CD-Kritik Horst Hansen Trio: Minimalistische Sequenzen drehen sich im Kreis

Auf der neuen Jazz-CD des Horst Hansen Trios singt auch Soul-Star Flo Mega. Für junge Leute ein guter Einstieg, für eingefleischte Jazzfans eher nichts.

Foto: Moritz Krämer

Krefeld. Dieses Trio ist ein Quintett. Das Horst Hansen Trio hat sich eine fiktive Geschichte ihrer Band ausgedacht, mit der sie das alles begründet — man muss es nicht weiter ausbreiten.

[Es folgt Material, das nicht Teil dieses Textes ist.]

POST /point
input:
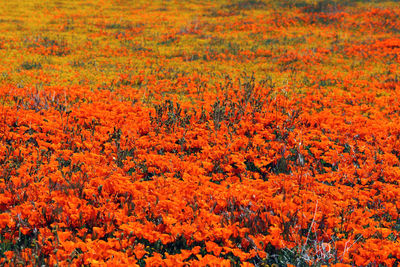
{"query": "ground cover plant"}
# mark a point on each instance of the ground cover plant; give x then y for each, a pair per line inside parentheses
(220, 133)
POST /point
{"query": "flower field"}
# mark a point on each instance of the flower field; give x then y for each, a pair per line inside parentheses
(195, 133)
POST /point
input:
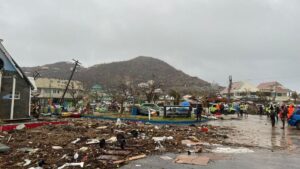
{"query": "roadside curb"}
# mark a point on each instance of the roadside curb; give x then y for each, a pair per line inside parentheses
(147, 121)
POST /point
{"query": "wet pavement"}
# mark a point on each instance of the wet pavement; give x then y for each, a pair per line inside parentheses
(274, 148)
(257, 131)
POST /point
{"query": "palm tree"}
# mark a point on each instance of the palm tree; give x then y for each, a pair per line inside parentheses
(176, 95)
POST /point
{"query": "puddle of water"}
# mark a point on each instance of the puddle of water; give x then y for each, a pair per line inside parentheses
(229, 150)
(257, 131)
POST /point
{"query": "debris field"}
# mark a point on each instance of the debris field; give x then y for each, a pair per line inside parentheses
(87, 143)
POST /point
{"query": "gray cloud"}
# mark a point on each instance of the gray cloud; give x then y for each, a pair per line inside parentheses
(255, 40)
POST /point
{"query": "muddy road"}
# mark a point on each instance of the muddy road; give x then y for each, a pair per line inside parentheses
(273, 148)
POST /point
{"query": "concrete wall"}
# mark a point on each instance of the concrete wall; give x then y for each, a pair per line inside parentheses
(7, 65)
(21, 106)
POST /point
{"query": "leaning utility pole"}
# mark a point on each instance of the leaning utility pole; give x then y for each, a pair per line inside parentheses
(77, 63)
(229, 88)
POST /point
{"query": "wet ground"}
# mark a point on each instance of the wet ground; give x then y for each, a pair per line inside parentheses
(274, 148)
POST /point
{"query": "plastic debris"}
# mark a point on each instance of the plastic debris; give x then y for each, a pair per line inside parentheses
(83, 149)
(194, 160)
(27, 162)
(76, 155)
(166, 158)
(190, 143)
(72, 165)
(4, 148)
(228, 150)
(92, 141)
(76, 141)
(20, 127)
(57, 147)
(164, 138)
(102, 143)
(28, 150)
(119, 122)
(112, 140)
(137, 157)
(101, 127)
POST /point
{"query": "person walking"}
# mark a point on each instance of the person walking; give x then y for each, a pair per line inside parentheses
(261, 110)
(199, 111)
(284, 112)
(277, 111)
(272, 115)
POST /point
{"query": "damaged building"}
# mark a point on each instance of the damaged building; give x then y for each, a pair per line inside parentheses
(15, 88)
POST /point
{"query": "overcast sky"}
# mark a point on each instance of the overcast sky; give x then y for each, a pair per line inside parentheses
(254, 40)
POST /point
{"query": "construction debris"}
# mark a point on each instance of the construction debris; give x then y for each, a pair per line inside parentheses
(4, 148)
(194, 160)
(86, 143)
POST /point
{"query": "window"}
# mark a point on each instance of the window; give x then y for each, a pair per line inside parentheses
(1, 64)
(17, 95)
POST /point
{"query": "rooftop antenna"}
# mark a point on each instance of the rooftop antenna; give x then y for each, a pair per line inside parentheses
(77, 63)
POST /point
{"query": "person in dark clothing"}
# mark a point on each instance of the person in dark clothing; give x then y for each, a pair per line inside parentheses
(199, 111)
(272, 115)
(261, 110)
(284, 115)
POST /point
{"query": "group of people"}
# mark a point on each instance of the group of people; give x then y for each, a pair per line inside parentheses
(274, 112)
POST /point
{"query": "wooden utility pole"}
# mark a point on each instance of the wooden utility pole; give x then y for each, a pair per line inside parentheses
(77, 63)
(229, 88)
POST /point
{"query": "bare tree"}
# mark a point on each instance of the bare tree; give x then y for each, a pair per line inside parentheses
(122, 92)
(151, 90)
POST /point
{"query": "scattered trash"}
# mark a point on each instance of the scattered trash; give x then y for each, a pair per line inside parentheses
(83, 149)
(20, 127)
(35, 168)
(190, 143)
(102, 143)
(134, 133)
(203, 129)
(121, 140)
(166, 158)
(160, 139)
(41, 163)
(194, 160)
(28, 150)
(92, 141)
(76, 141)
(112, 140)
(137, 157)
(57, 147)
(72, 165)
(76, 155)
(9, 139)
(228, 150)
(4, 148)
(101, 127)
(27, 162)
(119, 122)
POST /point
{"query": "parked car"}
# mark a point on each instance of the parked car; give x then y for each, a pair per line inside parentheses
(144, 109)
(295, 119)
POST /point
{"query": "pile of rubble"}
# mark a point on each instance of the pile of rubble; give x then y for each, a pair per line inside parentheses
(101, 144)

Seit 2010 hat das Quintett viele Auftritte absolviert, außerdem sind die Musiker alle auch noch bei der nicht nur in Krefeld beliebten Gruppe Mondo Mashup Soundsystem aktiv. Das dritte Album des Trios ist frisch erschienen und heißt „Auf’m Teppich“.

Foto: Andreas Bischof

„Heftiger Überjazz“ sei ihre Musik, die Selbstcharakterisierung entspricht keiner gängigen Stilbezeichnung. Mit dem was Jazz ihrer Meinung nach ist, damit pflegen die Musiker einen ironischen Umgang. Bei Auftritten tragen sie dann auch mal schwarze Brillengestelle, um das Vorurteil zu bebildern, dass Jazz ja so intellektuell ist.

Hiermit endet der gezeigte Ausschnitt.